What is a connected car?
In some respects, any car with a built-in GPS navigation system could be considered "smart." But when we consider the Internet of Things and the notion of our lives being fully connected, including our cars, a GPS doesn't exactly fit the bill of what Google and Apple consider smart. A truly connected car should have, and will have when Google, Apple and others in the industry have their way, all the same features as a smartphone or other mobile device.

Not so fast
Research firm eMarketer recently released an interesting survey conducted by Harris Interactive in which owners of vehicles with model years going back only to 2009 were asked about smart cars. The results were a bit surprising in light of the expected growth in the connected car market in coming years.

One of the first items to jump out from eMarketer's report is how few drivers surveyed knew about connected cars. A mere 14% considered themselves familiar with smart cars and their features, while 44% had no idea what a connected auto was. That could be viewed as an opportunity for Apple and Google as they push forward with their respective plans, assuming that once consumers become familiar with smart cars, they'll buy in droves.

But there's a bit more to the story, and this is where Google in particular may find some pushback from users. Android is a free, open-source OS used in the vast majority of smartphones around the world. Google can give the system away because it offers a never-ending source of information that, when analyzed and used, gives marketers a means to better target ads.
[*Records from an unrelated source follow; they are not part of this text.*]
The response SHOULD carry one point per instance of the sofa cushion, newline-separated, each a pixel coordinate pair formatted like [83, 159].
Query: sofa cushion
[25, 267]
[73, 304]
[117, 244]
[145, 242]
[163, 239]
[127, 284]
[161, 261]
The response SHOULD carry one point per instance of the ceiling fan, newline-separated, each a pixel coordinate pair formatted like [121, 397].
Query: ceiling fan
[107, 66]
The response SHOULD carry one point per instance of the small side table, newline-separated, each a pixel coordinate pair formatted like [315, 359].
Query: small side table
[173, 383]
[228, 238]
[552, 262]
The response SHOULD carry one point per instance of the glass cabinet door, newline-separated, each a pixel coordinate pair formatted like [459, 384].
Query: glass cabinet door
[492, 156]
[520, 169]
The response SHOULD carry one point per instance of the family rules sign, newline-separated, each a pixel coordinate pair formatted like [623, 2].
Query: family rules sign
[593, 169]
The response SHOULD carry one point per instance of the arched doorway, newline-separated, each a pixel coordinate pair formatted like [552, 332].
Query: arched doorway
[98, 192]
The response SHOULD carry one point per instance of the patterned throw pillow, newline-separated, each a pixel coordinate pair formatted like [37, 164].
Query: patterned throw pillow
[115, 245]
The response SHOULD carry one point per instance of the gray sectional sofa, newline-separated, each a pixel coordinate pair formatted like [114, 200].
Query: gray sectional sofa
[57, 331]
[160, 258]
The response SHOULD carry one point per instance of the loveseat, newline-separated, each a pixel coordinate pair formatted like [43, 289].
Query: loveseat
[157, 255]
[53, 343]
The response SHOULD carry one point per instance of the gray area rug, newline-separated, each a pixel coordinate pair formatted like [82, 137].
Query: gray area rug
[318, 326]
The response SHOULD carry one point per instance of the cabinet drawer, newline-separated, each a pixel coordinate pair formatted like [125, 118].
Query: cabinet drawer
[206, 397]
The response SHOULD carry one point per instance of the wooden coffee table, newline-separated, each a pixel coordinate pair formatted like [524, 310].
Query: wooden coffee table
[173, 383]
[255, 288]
A car integrated with Android or iOS could capture extremely valuable information. Displaying advertising in connected cars is also part of the plan as Google previously noted in an SEC filing that it wants to serve ads on car dashboard. But it turns out drivers hate the notion of ads while on the road. They also don't care for being tracked while driving.

When asked if they would allow ads and the collection of data while driving their smart cars, well over half of respondents said absolutely not, on either front. A whopping 71% of drivers over age 55 said they don't approve of ads or vehicle tracking. A mere 10% of respondents, on average, would allow tracking data to be used to target local business ads sent to a driver's smart car.

The solutions
Google's Open Automotive Alliance, or OAA,  a group that includes a laundry list of who's who from the automotive and technology industries, wasn't formed to bring a better sound system to your car. No, Google and its OAA brethren have much bigger plans, such as incorporating Google's Android OS throughout a car's systems, essentially turning it into a rolling mobile device.

When Apple unveiled its CarPlay feature earlier this year at an international auto show in Geneva, Switzerland, it created a lot of buzz. CarPlay, along with Apple's rumored iWatch, were going to be its next big things; so said the industry experts. But according to eMarketer, Google and Apple didn't stop to ask drivers what they would, and wouldn't, stand for in a connected car.

Final Foolish thoughts
Though smart cars are all the rage, at least in terms of the media, the eMarketer report makes it pretty clear drivers don't want their driving-related data collected, and very few would allow ads if given the choice. Of course, ads are a big carrot for Google's Android-connected car, and you can bet Apple wouldn't mind finding additional revenue sources for CarPlay. But drivers will have the final say, and right now at least, Google and Apple won't like what they hear.